Duke Martin (John Ireland) and Cowie Kowalski (Keefe Brasselle) are armed masked robbers of a beauty salon that served as a front for a bookie racket. The botched robbery results in a beat cop slain and Cowie seriously wounded, as one of the beauticians, Marie (Peggy Converse), screams in fright provoking gunfire from both sides. The other beautician, Clara Calhoun (Jane Randolph), is Duke’s sultry girlfriend who is running on the side an illegal gambling operation. The owner of the Club Bombay nightclub is Duke’s boss who runs the gambling operation. Duke has ingratiated himself with the boss as his money collector but has been secretly skimming money off the take. In Duke’s impatience to get money even faster, he robs the gambling operation of its day’s take never thinking anything could go wrong.
Clara gives the cops, led by lead investigator homicide sergeant Mickey Ferguson (Hugh Beaumont), a false eyewitness report contradicting Marie’s. The cops soon arrest Cowie and before he dies he fingers the innocent local deliveryman Steve Ryan (Ed Kelly) as his crime partner and the one who shot the cop. Besides Cowie fingering him, Steve’s laundry truck was stolen and used as the getaway vehicle and his initialed navy scarf was found at the scene of the crime.

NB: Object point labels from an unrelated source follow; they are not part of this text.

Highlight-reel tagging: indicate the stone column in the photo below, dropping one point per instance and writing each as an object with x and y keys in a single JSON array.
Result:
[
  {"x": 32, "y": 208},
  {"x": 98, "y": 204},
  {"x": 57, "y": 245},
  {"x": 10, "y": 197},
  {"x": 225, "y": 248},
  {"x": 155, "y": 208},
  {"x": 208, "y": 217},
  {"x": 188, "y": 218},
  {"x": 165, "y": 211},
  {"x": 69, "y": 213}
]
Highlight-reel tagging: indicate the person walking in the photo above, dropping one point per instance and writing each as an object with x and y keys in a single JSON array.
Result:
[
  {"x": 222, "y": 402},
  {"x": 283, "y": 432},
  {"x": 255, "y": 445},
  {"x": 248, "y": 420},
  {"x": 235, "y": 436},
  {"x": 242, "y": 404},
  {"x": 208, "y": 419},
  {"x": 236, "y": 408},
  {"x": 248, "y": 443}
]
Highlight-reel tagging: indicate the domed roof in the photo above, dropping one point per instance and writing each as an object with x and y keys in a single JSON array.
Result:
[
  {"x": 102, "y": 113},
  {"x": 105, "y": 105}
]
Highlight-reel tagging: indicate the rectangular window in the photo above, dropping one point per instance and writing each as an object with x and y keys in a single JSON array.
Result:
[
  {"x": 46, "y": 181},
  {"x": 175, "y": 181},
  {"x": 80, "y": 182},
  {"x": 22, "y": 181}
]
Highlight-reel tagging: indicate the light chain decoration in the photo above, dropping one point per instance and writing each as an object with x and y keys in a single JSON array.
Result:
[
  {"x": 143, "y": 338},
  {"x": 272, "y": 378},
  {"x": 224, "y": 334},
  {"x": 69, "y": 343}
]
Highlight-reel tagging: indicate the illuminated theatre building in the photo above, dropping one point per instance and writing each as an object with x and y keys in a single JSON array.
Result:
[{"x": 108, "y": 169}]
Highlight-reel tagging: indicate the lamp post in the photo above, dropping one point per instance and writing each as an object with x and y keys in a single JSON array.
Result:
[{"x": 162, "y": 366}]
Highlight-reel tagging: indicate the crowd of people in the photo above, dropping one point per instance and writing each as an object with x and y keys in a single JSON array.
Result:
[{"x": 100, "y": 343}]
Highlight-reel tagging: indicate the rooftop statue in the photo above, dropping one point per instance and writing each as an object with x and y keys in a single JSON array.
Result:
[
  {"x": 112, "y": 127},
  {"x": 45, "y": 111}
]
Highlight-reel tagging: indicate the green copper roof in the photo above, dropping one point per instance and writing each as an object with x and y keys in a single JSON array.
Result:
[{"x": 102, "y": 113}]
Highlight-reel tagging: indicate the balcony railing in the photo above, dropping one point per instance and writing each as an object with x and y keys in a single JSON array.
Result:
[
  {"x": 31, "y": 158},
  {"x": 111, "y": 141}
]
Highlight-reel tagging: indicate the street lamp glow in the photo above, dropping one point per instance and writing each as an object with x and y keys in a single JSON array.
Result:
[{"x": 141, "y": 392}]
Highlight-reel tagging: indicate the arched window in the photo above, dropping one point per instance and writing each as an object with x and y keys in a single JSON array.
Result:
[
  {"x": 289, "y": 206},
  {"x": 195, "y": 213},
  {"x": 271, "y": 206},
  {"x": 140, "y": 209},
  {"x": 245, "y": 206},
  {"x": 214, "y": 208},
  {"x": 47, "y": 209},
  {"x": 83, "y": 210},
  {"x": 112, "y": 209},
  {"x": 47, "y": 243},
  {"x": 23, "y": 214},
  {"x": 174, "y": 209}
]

Mickey, who arrested Steve, has fallen in love with his sister Rosa (Sheila Ryan), who is certain her brother couldn’t do such a violent crime. The two start out as enemies but then join forces together to free Steve, as they track down witnesses and clues that ultimately link Duke to the crime. Rosa takes a big chance by getting close to the dangerous Duke in the hopes of exposing him, but this proves to be risky as the gunman has been bumping off anyone he thinks can pin the crime on him.
The plot was uninteresting and predictable, while the acting was so-so. The film’s most memorable development is that the trigger-happy gunman is in the habit of perfuming his bullets. The film’s best quote comes from Duke’s crime boss “Women should be struck regularly like gongs,” according to Oscar Wilde. Somehow quotes from Wilde in such a tawdry film didn’t quite seem to fit in a sensible way.